The symposium was a tremendous success when measured by interest, attendance, and audience participation. Three panels of experts from the Washington community discussed AI’s impact on everything from poetry and art to job interviews conducted by bots to the end of humanity. The keynote speech, delivered by College board member Ryder Daniels ’90, addressed AI’s already enormous impact on business and society and what we need to do going forward.

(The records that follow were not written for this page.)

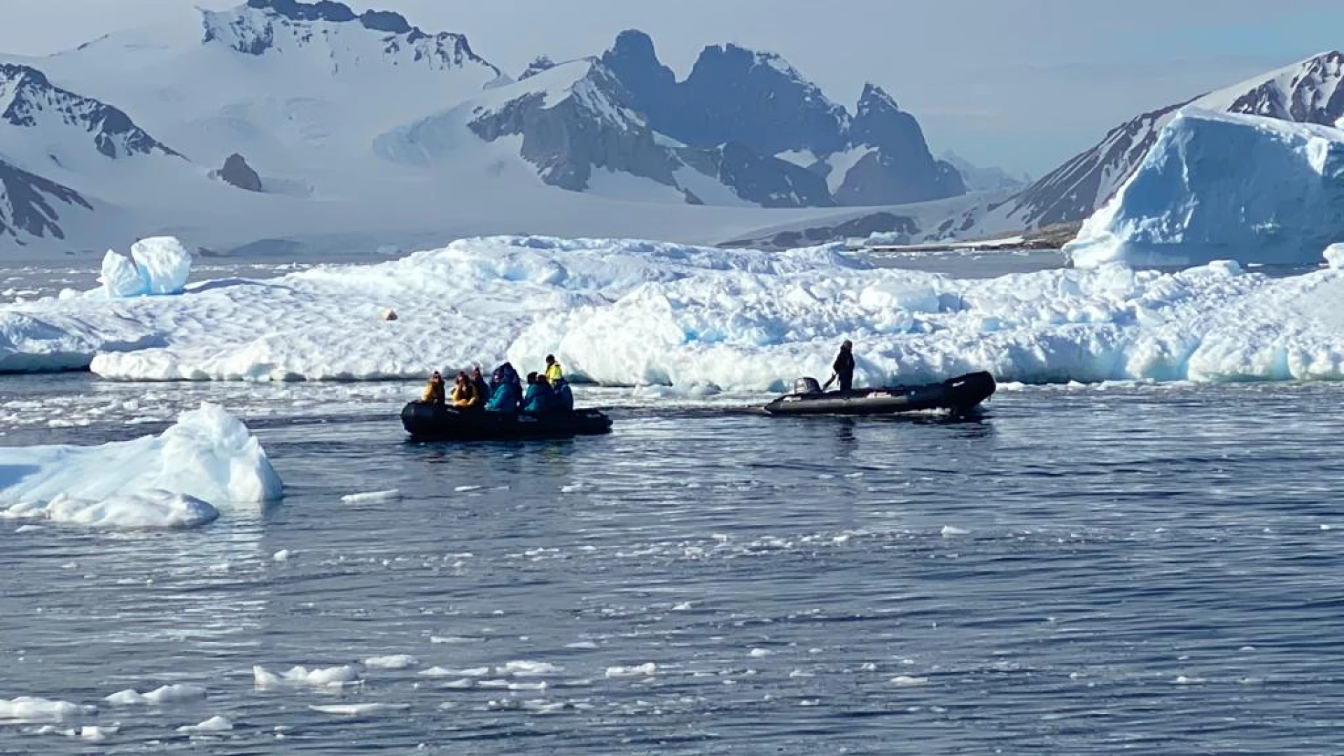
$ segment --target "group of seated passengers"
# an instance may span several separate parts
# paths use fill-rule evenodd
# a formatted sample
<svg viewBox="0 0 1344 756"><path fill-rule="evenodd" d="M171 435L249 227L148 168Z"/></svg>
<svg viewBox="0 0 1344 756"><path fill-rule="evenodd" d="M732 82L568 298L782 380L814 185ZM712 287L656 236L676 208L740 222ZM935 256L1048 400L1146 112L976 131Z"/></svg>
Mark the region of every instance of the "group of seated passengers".
<svg viewBox="0 0 1344 756"><path fill-rule="evenodd" d="M445 393L444 377L438 371L434 371L430 377L421 401L431 405L448 404L449 397ZM491 375L489 385L481 377L480 367L474 369L470 375L466 371L458 373L457 382L453 385L452 402L453 408L458 410L477 410L484 408L485 412L526 412L539 414L547 412L573 412L574 393L564 379L560 363L555 362L555 355L546 355L546 371L527 374L526 393L523 391L517 371L513 370L512 365L505 362Z"/></svg>

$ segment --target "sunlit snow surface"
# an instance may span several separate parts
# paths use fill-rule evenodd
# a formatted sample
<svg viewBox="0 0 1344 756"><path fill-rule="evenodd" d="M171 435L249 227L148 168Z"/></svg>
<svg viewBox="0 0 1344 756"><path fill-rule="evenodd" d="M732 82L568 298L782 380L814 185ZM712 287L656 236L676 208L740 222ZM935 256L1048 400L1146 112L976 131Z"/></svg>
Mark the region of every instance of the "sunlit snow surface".
<svg viewBox="0 0 1344 756"><path fill-rule="evenodd" d="M1083 268L1318 262L1341 203L1344 130L1185 109L1064 250Z"/></svg>
<svg viewBox="0 0 1344 756"><path fill-rule="evenodd" d="M556 354L573 377L780 390L853 339L859 382L1344 378L1344 272L1215 262L991 280L628 239L464 239L379 265L196 282L179 297L0 309L0 369L105 378L419 378ZM396 320L379 315L391 308Z"/></svg>

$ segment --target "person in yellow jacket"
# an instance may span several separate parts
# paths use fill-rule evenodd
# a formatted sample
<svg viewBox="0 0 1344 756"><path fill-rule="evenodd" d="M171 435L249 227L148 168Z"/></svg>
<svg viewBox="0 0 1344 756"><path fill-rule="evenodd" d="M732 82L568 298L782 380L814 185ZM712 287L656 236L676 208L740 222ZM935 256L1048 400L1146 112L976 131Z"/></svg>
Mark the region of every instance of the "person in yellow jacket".
<svg viewBox="0 0 1344 756"><path fill-rule="evenodd" d="M554 386L556 381L564 378L564 370L560 369L560 363L555 362L555 355L546 355L546 379Z"/></svg>
<svg viewBox="0 0 1344 756"><path fill-rule="evenodd" d="M444 377L438 374L438 370L429 377L429 383L425 383L425 393L421 395L421 401L427 405L444 404Z"/></svg>
<svg viewBox="0 0 1344 756"><path fill-rule="evenodd" d="M480 405L476 395L476 385L466 377L466 371L457 374L457 383L453 385L453 406L457 409L472 409Z"/></svg>

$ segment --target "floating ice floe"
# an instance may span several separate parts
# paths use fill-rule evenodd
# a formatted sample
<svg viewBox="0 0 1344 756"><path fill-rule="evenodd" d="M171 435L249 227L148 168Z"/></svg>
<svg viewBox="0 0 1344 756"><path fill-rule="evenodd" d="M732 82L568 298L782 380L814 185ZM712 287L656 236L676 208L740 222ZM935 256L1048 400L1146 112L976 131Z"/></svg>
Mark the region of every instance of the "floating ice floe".
<svg viewBox="0 0 1344 756"><path fill-rule="evenodd" d="M280 476L247 428L202 404L160 436L101 447L0 448L0 517L99 527L214 521L214 504L278 499Z"/></svg>
<svg viewBox="0 0 1344 756"><path fill-rule="evenodd" d="M347 494L340 498L341 502L347 504L366 504L372 502L395 502L402 498L402 492L396 488L387 491L368 491L366 494Z"/></svg>
<svg viewBox="0 0 1344 756"><path fill-rule="evenodd" d="M34 695L0 698L0 722L3 724L60 724L79 718L97 709L79 706L69 701L52 701Z"/></svg>
<svg viewBox="0 0 1344 756"><path fill-rule="evenodd" d="M606 385L778 391L827 373L848 338L859 383L972 370L1027 383L1344 379L1339 301L1333 268L1274 278L1106 264L957 280L833 248L496 237L179 297L7 305L0 370L383 379L555 354L573 378ZM398 320L378 317L388 305Z"/></svg>
<svg viewBox="0 0 1344 756"><path fill-rule="evenodd" d="M191 253L173 237L140 239L130 257L108 250L102 258L102 288L106 299L146 295L180 295L191 277Z"/></svg>
<svg viewBox="0 0 1344 756"><path fill-rule="evenodd" d="M1344 130L1187 109L1064 246L1075 265L1312 264L1344 238Z"/></svg>
<svg viewBox="0 0 1344 756"><path fill-rule="evenodd" d="M359 682L359 673L349 665L309 670L296 666L280 675L258 665L253 667L253 682L258 690L277 687L343 687Z"/></svg>
<svg viewBox="0 0 1344 756"><path fill-rule="evenodd" d="M392 654L388 656L371 656L364 659L364 666L371 670L405 670L419 665L419 659L410 654Z"/></svg>
<svg viewBox="0 0 1344 756"><path fill-rule="evenodd" d="M230 732L234 729L234 722L228 717L215 714L208 720L200 722L199 725L183 725L177 728L177 732L183 734L212 734L220 732Z"/></svg>
<svg viewBox="0 0 1344 756"><path fill-rule="evenodd" d="M200 701L206 695L206 689L195 685L164 685L148 693L138 693L134 689L121 690L108 695L103 701L116 706L163 706L183 701Z"/></svg>

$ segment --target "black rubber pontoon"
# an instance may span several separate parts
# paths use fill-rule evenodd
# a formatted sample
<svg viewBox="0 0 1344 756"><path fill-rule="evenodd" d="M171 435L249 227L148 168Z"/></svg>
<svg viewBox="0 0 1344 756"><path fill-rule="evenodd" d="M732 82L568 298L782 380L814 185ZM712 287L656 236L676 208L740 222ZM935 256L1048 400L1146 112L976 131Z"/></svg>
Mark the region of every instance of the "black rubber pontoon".
<svg viewBox="0 0 1344 756"><path fill-rule="evenodd" d="M482 439L564 439L610 433L612 418L595 409L546 414L457 412L442 405L411 402L402 409L402 426L417 441Z"/></svg>
<svg viewBox="0 0 1344 756"><path fill-rule="evenodd" d="M797 393L765 405L770 414L894 414L898 412L969 412L995 393L988 373L969 373L942 383L888 386L823 393L812 378L798 379Z"/></svg>

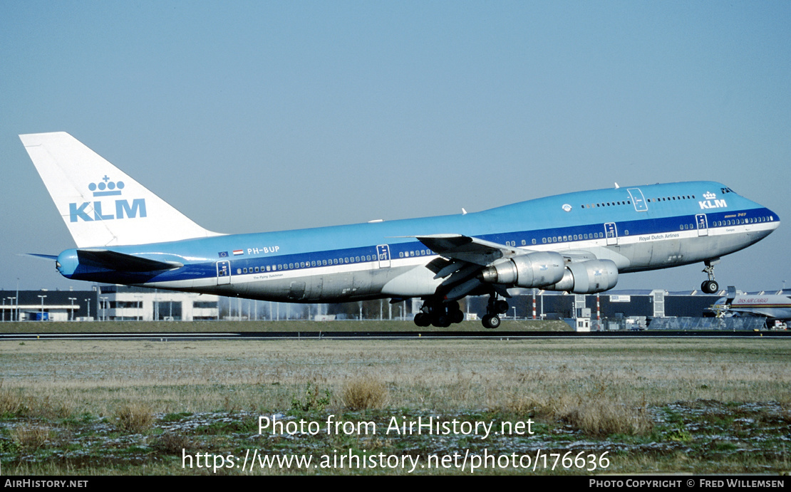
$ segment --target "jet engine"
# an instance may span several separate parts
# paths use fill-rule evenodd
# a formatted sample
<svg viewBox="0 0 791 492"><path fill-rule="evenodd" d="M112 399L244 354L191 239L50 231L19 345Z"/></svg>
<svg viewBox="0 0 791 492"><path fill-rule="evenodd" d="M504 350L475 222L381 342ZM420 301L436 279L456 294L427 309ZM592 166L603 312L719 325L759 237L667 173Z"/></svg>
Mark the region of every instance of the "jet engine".
<svg viewBox="0 0 791 492"><path fill-rule="evenodd" d="M537 251L487 266L479 278L489 284L516 287L543 287L562 281L565 267L558 253Z"/></svg>
<svg viewBox="0 0 791 492"><path fill-rule="evenodd" d="M618 267L611 260L589 260L570 263L563 278L547 291L566 291L574 294L604 292L618 284Z"/></svg>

AI is a mainstay villain of science fiction, with cyborgs and androids turning against their human masters or supercomputers harnessing robots and other machines to take over the planet. In reality, AI has quietly entered everyday life and is already so ubiquitous as to be almost invisible. When you enter a query into a search engine, talk to Siri or Alexa, or turn on subtitles to binge-watch a show on Netflix, you’re interacting with a limited form of AI. In the medical and research fields, AI has been used to identify cancerous cells in scans more efficiently than doctors. It has been able to search through massive databases to identify drugs that may treat diseases and conditions they were not developed to treat. A little more worrying is the rapid development of generative AI—a type of AI that can learn, change, and evolve with use—especially large language models. These can write a researched and well-written essay on Shakespeare for a college senior or generate fake news stories and flood social media with comments that appear to be from real people on a scale that would dwarf the Russian interference in the 2016 Presidential election.
All the panelists agreed that AI is evolving and advancing rapidly and is so large a subject it can’t easily be pigeonholed. The central themes of the symposium were to identify how AI is affecting specific spheres now, where it is leading us, and how rapidly and significantly it is about to alter our world.